En “El juego” (The Game) el protagonista, Nicholas Van Orton (Michael Douglas),un acaudalado hombre de finanzas de San Francisco, será sorprendido por un extraño regalo de cumpleaños que le ha ofrecido su hermano Conrad (Sean Penn): se trata de una inscripción para participar en “el juego”, una suerte de divertimento hecho a la medida que una oscura compañia le diseñará. Tras un examen de aptitudes físicas y mentales donde deberá confesar sus intimidades, Nicholas accede a participar en el juego, seducido por el misterio que éste encierra, pero no imagina que un torbellino se echará a andar tras sus talones, destapando sus fantasías y sus demonios.
Esta es la nueva película del cineasta David Fincher, muy celebrado por su anterior realización, “Seven”, con la que había logrado un relato de suspenso con buen ritmo en una atmósfera neurótica y sobrecogedora. La construcción de ese logrado ambiente parecía el sello de la casa desde su debut con el megáfono, en “Alien 3”. En (The game) Fincher intenta repetir su esquema, pero el resultado es menos efectivo, afectado en parte por la ausencia de su fotógrafo de entonces.
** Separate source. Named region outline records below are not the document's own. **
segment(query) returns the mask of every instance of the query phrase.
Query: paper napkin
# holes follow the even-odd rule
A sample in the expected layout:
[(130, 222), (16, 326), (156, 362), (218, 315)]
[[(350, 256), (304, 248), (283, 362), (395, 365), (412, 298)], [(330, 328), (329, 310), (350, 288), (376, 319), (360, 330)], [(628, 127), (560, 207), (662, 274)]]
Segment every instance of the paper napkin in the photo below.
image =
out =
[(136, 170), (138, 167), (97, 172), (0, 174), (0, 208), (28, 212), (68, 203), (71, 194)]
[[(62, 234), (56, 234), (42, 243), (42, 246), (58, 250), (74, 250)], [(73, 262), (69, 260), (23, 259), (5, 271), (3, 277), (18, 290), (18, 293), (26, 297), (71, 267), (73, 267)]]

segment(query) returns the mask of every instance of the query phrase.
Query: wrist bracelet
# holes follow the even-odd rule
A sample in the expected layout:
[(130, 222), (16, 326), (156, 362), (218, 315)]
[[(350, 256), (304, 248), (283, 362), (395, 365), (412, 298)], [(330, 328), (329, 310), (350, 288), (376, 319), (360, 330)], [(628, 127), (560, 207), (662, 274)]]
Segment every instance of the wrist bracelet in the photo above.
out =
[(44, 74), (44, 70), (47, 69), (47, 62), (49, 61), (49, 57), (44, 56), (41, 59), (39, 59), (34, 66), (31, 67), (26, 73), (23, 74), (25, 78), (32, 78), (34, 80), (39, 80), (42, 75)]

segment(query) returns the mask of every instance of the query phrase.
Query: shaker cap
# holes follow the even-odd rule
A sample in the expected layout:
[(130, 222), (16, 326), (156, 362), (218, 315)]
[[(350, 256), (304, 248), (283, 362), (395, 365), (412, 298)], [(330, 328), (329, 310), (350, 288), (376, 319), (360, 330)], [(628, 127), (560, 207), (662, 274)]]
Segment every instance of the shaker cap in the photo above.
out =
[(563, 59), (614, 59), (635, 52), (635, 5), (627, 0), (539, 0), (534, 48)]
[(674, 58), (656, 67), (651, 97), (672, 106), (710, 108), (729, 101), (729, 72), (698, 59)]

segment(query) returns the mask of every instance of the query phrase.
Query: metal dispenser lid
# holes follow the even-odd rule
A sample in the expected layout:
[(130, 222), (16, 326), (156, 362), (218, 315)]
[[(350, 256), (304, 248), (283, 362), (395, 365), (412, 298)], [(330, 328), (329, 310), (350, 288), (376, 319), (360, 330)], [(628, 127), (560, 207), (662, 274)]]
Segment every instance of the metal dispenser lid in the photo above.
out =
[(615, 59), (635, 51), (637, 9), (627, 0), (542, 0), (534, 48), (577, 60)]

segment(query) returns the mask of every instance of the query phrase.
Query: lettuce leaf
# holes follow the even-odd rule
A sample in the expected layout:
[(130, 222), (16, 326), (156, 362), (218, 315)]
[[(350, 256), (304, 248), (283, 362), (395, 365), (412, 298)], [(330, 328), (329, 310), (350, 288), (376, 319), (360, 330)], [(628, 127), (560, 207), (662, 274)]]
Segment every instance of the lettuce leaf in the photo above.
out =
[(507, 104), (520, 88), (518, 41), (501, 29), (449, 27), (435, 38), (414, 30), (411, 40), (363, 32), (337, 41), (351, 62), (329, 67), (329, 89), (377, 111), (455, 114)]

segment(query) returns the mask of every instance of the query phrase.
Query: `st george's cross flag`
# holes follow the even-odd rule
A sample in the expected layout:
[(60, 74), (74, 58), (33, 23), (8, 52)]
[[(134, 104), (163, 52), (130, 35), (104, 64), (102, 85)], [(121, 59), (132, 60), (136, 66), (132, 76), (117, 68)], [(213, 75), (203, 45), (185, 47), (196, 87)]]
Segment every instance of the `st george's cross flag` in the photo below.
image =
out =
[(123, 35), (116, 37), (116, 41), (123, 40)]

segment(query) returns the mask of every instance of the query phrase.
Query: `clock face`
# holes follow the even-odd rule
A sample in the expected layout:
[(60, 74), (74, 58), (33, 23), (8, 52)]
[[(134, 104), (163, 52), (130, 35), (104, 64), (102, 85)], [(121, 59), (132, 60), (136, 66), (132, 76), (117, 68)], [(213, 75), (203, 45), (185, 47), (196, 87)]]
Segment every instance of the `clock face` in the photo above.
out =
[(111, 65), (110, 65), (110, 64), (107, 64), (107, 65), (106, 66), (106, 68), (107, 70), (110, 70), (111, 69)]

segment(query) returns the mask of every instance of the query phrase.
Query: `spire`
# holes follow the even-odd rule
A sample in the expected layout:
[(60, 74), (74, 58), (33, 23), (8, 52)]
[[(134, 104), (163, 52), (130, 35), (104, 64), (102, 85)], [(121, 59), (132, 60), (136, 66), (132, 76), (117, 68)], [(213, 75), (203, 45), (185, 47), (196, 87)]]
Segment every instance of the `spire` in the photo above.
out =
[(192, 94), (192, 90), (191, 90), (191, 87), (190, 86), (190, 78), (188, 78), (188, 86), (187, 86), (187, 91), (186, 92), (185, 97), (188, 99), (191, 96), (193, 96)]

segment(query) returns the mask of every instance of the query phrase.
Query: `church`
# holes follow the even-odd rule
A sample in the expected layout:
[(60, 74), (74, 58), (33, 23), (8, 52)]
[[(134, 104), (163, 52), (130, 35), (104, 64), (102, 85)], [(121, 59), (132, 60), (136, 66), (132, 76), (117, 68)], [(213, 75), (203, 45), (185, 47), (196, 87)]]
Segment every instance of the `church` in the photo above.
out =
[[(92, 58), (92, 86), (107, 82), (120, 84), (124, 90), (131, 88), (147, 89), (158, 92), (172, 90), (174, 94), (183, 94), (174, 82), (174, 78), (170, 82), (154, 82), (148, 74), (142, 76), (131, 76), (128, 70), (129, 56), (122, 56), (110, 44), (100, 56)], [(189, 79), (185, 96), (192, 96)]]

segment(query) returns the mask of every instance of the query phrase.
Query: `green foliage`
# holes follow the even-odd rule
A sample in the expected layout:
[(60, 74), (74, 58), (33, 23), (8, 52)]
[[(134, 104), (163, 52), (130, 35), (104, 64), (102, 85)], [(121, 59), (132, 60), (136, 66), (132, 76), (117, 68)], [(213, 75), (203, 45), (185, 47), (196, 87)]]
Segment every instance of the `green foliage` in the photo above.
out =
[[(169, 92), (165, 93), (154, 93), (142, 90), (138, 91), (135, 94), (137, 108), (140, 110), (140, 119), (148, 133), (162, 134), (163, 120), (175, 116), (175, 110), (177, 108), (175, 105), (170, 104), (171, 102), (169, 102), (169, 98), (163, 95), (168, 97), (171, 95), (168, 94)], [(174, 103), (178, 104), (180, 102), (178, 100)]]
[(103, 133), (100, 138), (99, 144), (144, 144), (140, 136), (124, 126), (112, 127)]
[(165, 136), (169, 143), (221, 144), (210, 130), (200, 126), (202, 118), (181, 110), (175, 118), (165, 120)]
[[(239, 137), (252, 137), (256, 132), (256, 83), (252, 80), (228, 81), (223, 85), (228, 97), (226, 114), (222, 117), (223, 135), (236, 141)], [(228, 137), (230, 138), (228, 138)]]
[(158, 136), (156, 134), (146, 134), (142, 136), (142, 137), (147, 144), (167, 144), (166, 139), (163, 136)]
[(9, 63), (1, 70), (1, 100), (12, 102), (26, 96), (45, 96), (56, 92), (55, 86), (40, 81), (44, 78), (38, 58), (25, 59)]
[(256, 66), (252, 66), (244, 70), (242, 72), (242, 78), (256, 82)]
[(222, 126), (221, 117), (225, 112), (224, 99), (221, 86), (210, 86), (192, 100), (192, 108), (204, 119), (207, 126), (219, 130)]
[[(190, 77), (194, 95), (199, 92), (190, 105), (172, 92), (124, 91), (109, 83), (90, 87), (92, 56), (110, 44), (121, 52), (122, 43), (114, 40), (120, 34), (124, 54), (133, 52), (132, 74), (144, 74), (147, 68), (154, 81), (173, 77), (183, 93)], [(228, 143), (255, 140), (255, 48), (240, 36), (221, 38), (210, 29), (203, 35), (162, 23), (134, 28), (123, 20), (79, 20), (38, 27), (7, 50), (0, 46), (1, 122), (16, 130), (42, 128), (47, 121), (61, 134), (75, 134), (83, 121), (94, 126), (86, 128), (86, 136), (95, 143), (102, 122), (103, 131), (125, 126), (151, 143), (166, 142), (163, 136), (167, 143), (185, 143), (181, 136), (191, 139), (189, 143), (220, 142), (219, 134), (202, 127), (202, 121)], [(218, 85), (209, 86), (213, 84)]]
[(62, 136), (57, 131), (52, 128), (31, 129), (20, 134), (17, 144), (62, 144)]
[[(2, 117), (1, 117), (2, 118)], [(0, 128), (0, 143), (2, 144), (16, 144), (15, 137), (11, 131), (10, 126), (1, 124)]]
Por otra parte, Fincher debió sucumbir ante las simplezas de un guión convencional, pero escrito no por uno, sino por tres guionistas cotizados en Hollywood: Michael Ferris, John Brancato y Andrew Walker. En este sentido, la influencia de los escritores en la realización de (The game) seguramente fue especialmente intensa, pues tanto Ferris como Brancato son coproductores de la misma. Es muy probable que ambos se hayan empeñado en conservar el estilo del guión, por cierto de muy poca originalidad si se toma en cuenta que fue escrito por tres y que abunda en citas o fusilatas cinematográficas: la idea kafkiana del personaje-víctima de una maquinaria invisible e inexorable, con un poder absoluto sobre su vida (“El Proceso”, Orson Welles, “Brasil”, de Terry Gilliam), que puede conducir a la paranoia trepidante (“Después de hora”, Martin Scorsese; “Simplemente sangre”, de Joel Coen) o la intriga y la conspiración (“Asesinos S.A.”, Alan J. Pakula).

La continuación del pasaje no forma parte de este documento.